Chief Financial Officer James Kehoe said during the call that recurring revenue growth continued to outpace adjusted revenue. Within the capital markets segment, he said: “Adjusted revenue growth came in at 5%, slightly below our expectations, with recurring revenue growth of 5%.”
Macro uncertainty impacted the lending business, he said, adding: “The good news is that we have seen a rebound in July with lending activity returning more in line with the strong pace we experienced in the first quarter.”
Asked on the call about the growth in the banking business, Ferris said that “we are selling more than we have been over the last couple of years, and the quality of those sales is strong. So, we talked about a couple of years ago selling not just professional services and license, but really focusing on selling higher-margin products, so, think digital, think payments, think software that is recurring and that really focuses the business on those new sales.”
She said there’s also interest in stablecoins and “everybody is looking in terms of the use cases. But certainly, every single financial institution is looking at how they serve their clients and make it available. So, I would say demand is much higher. [It remains] TBD in terms of which use cases take effect.”

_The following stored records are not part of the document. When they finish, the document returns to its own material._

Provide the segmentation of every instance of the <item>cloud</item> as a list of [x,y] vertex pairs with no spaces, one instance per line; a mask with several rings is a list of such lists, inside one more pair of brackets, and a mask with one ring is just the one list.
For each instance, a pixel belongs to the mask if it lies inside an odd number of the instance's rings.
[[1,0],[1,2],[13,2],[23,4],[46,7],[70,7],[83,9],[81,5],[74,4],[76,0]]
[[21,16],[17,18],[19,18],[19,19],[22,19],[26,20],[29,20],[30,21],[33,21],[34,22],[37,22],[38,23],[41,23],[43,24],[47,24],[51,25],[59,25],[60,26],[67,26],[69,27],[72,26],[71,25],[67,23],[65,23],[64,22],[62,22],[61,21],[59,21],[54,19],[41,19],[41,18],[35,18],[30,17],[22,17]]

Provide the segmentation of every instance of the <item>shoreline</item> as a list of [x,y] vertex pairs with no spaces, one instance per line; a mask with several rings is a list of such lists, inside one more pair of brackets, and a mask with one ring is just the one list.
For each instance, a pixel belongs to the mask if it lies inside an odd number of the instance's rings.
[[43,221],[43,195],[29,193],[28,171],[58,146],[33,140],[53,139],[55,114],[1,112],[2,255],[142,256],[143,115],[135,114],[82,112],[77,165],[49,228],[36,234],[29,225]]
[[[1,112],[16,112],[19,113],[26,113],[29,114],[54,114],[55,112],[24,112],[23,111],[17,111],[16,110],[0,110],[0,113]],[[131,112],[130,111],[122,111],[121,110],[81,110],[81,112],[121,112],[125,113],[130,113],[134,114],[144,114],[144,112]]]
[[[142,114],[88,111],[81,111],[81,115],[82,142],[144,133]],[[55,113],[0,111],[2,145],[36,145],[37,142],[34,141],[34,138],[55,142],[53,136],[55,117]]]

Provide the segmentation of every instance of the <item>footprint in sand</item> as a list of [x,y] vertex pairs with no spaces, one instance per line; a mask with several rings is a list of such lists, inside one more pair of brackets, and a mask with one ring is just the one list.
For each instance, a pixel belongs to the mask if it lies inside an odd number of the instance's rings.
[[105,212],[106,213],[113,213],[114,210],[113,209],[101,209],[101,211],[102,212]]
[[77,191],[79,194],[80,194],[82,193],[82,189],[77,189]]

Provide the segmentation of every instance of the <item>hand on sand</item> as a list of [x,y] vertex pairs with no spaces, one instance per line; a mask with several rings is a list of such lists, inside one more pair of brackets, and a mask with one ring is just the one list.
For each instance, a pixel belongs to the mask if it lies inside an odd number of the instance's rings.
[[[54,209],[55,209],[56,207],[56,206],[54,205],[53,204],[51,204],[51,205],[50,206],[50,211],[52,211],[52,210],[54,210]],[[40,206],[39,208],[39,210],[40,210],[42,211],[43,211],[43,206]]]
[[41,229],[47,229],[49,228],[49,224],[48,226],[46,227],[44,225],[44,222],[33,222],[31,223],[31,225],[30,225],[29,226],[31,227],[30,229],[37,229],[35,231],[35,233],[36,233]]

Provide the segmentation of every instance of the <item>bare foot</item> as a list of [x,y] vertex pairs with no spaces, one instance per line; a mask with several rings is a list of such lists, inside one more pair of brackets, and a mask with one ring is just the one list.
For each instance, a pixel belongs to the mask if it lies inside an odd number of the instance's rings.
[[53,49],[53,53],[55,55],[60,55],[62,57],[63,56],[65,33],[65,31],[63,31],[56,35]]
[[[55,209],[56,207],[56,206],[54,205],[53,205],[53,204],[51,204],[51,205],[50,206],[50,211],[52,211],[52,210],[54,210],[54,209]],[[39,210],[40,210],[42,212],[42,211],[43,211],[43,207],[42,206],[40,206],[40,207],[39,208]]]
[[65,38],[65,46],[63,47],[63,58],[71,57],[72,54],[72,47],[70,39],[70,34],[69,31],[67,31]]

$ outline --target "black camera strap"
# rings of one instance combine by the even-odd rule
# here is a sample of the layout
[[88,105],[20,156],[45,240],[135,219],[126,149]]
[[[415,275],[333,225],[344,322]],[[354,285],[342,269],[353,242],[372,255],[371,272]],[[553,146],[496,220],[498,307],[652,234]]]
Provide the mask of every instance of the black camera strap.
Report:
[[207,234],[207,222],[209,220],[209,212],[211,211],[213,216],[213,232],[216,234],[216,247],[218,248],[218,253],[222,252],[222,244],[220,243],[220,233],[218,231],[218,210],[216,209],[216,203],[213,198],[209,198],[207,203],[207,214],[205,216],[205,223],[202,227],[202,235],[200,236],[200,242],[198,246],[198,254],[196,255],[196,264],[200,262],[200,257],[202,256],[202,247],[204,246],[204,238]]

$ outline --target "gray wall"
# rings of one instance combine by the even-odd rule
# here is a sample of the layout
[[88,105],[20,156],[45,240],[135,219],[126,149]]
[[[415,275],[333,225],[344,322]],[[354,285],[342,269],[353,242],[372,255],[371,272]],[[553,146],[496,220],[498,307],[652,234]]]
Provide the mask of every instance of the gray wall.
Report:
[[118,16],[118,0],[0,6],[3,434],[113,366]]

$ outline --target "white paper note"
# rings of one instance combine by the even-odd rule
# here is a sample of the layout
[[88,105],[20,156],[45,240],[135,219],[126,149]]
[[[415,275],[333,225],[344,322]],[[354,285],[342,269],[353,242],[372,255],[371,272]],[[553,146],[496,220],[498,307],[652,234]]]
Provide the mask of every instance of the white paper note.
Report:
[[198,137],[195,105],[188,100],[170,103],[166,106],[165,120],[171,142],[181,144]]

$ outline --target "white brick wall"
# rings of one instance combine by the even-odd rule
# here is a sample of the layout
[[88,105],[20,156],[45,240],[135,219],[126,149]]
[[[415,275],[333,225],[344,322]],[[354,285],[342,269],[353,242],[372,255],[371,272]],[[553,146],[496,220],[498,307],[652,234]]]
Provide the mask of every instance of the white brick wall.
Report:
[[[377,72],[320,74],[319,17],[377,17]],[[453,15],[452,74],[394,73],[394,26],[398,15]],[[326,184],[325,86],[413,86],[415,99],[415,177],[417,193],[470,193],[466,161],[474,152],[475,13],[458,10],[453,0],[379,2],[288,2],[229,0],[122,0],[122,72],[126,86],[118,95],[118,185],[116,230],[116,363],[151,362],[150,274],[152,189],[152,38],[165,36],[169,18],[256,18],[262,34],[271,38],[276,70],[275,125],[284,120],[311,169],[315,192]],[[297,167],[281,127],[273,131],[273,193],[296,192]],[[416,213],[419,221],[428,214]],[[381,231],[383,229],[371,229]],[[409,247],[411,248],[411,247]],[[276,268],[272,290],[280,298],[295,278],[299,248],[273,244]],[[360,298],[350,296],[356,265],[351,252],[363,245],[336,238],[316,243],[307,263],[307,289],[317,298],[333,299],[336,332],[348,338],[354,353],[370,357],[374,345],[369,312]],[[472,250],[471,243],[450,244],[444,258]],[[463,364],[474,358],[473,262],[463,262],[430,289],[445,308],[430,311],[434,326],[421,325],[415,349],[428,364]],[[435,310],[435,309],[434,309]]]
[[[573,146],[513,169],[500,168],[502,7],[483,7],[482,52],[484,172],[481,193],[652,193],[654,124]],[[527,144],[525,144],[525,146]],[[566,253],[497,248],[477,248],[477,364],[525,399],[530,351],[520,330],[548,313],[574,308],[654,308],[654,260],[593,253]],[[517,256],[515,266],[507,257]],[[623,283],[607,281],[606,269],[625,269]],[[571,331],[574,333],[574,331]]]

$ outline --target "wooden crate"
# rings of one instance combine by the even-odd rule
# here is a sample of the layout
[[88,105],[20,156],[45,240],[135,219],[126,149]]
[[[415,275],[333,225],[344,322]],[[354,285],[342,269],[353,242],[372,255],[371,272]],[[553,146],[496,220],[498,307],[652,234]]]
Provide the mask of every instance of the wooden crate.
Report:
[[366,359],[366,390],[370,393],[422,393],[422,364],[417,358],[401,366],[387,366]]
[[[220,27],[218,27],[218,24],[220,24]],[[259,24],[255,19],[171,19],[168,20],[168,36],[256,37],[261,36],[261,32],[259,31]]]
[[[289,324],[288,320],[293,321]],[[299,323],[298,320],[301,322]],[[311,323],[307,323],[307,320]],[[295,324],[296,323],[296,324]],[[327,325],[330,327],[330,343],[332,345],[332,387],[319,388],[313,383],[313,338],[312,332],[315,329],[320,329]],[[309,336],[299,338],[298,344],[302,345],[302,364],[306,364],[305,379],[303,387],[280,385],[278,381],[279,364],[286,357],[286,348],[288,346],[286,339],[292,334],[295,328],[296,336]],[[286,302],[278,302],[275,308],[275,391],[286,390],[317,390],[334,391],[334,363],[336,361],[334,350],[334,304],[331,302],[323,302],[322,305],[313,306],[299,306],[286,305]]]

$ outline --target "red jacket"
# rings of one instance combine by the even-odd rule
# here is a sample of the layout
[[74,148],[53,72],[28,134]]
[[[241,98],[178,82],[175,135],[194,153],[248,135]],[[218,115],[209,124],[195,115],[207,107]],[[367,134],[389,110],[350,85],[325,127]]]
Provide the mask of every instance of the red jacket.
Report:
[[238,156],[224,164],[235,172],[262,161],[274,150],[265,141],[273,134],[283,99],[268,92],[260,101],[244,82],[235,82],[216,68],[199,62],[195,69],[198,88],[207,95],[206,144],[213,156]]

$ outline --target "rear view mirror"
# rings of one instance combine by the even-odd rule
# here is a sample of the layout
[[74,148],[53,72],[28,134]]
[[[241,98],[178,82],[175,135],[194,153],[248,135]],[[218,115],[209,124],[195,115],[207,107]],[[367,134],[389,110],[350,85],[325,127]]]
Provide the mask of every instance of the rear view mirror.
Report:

Analysts also delved into pricing and competition in the market tied to processing during the call.
“Our pricing is very consistent,” Ferris said. “So, when you think about it in terms of either what we have to price on new wins or compression, I think what you’re hearing from a lot of people is likely challenges in terms of quality of products and then corresponding pricing that they have to take. But from an FIS standpoint, again, we stand very large and scaled, and so we can get pretty price-competitive if we need to. It is not impacting our overall revenue.”
Both businesses — banking and capital markets — had positive net pricing trends, Kehoe said on the call.
Ferris also said that banks, particularly small banks, are “looking for FIS to provide them with their modernization journey. We’ve already put all of our clients generally in the cloud.”
Modernization is generally about componentization of the core, she said.
“And in the larger financial institution standpoint, there is a desire to do more componentized and come out with products and solutions and deliver value more quickly than a big bang core conversion,” she said during the call.